The Divine Disrupter

Melanie Robbins is an Ivy League educated lawyer, author and expert in human behavior. She wrote an opinion piece a few years back for CNN about people and organizations known in the business sector as "disrupters." Disrupters, she wrote, are those whose entire brand is to break the mold, to change our thinking about the mold, and to give us the new rules for how everything works.

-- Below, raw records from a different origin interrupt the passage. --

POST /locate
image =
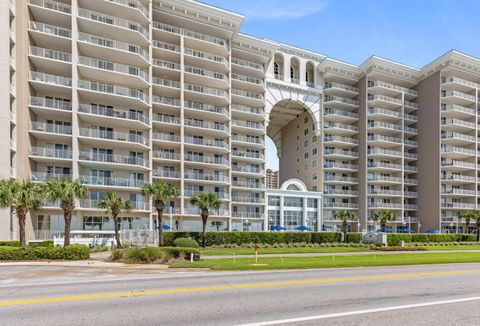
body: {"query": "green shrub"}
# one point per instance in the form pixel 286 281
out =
pixel 13 243
pixel 76 252
pixel 185 243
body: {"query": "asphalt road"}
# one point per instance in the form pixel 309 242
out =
pixel 407 295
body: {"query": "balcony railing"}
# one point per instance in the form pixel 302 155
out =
pixel 51 152
pixel 113 89
pixel 206 142
pixel 112 20
pixel 205 107
pixel 50 29
pixel 50 79
pixel 114 44
pixel 53 5
pixel 52 128
pixel 50 103
pixel 116 67
pixel 113 113
pixel 50 54
pixel 111 158
pixel 192 34
pixel 114 182
pixel 113 135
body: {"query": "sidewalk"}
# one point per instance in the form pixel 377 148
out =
pixel 329 254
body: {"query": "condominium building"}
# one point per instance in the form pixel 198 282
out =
pixel 122 92
pixel 272 179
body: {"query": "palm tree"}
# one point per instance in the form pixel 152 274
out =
pixel 115 206
pixel 160 192
pixel 383 216
pixel 344 216
pixel 205 201
pixel 22 197
pixel 67 192
pixel 467 215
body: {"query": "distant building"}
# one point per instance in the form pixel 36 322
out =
pixel 272 179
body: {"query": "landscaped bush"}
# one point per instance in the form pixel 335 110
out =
pixel 185 243
pixel 13 243
pixel 154 254
pixel 76 252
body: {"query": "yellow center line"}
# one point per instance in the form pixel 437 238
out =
pixel 97 296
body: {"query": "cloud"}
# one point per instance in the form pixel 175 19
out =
pixel 276 9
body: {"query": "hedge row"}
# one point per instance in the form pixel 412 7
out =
pixel 243 238
pixel 76 252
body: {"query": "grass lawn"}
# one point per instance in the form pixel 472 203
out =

For instance, Mark Zuckerberg, the founder and CEO of Facebook, did this through social media. Amazon has done this with retail, Uber with taxi services, and Apple with smart phones. They completely turned everything upside down, changed the rules, and then told us how to play the game. Disruptors, Robbins says, don’t fix what’s broken because they don’t innovate from inside a system, they are outside it. They try to turn the system upside down and even break it, and then they give you a new system and tell you how it works. That's how they affect systemic change.

And once disrupters gain enough momentum through innovation and persistence, they don’t just make news, they are the news. They shape the narratives, they frame the issues, they define the conversation—what is said and how it is said. They dominate the market, they change what has been, and determine what will be next. In other words disrupters are not those that react to what is happening, rather they determine what is happening and what is going to happen in the future. They are out front, ahead of the curve and the masses, thinking and saying what needs to be said, before we even know what to think, what to say, and how to say it. Disrupters change things.

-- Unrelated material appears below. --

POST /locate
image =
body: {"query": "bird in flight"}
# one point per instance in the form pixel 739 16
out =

I am not sure Mel Robbins would agree, but if there's one thing that this whole Holy Week reminds us, it's that Jesus of Nazareth was a disrupter. What He did in those eight days changed human history like no events before or since. He created a whole new paradigm, and turned right-side-up a world that was upside down.

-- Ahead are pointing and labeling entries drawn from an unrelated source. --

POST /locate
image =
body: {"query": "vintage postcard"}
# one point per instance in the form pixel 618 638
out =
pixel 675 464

He was the King of kings, Lord of lords and disruptor of all disruptors. From the time He was born in a lowly manger in Bethlehem to when He died by crucifixion outside of Jerusalem, He was turning the world's expectations on their collective head. And that pivotal week, in the days between His triumphal entry into Jerusalem on Palm Sunday and His resurrection from the grave seven days later on Easter Sunday, He would turn the tables over, literally and figuratively in the religious world of His day. The repercussions of that table-turning have brought revolutionary change in the lives of people around the world ever since.

The dictionary defines a disrupter, quite obviously, as someone who disrupts. And to disrupt is to break apart or rupture, or to throw into confusion or disorder. Jesus did that, to some degree, with the world He had created, and then walked into. The values and principles He taught were not of this world and ruptured the system for how the game was played. But He did not come to bring confusion or disorder; it was just the opposite, actually. He came to bring healing and hope and peace.

Jesus was the greatest agent of change in human history. He disrupted the law, and gave us grace. He disrupted death, and brought us life. He disrupted the enmity and historic hostilities between people, by His own blood, and brought reconciliation. He disrupted a system of religion that required that we earn our way, and offered a once and for all sacrifice that pardoned us from our sin. By His own sacrifice on the cross. And of course, His resurrection disrupted our fears forever more. "I am the resurrection and the life," He said. "He who believes in Me shall live, even if He dies."

My prayer this Good Friday morning is that Jesus Christ has divinely disrupted your world, that He has turned your life right-side-up, and brought you the peace and hope of new life in Him that can be found nowhere else. What a joy it is to be your pastor. I look forward to seeing you tonight at our Good Friday service, and on Sunday morning as we celebrate our risen Savior!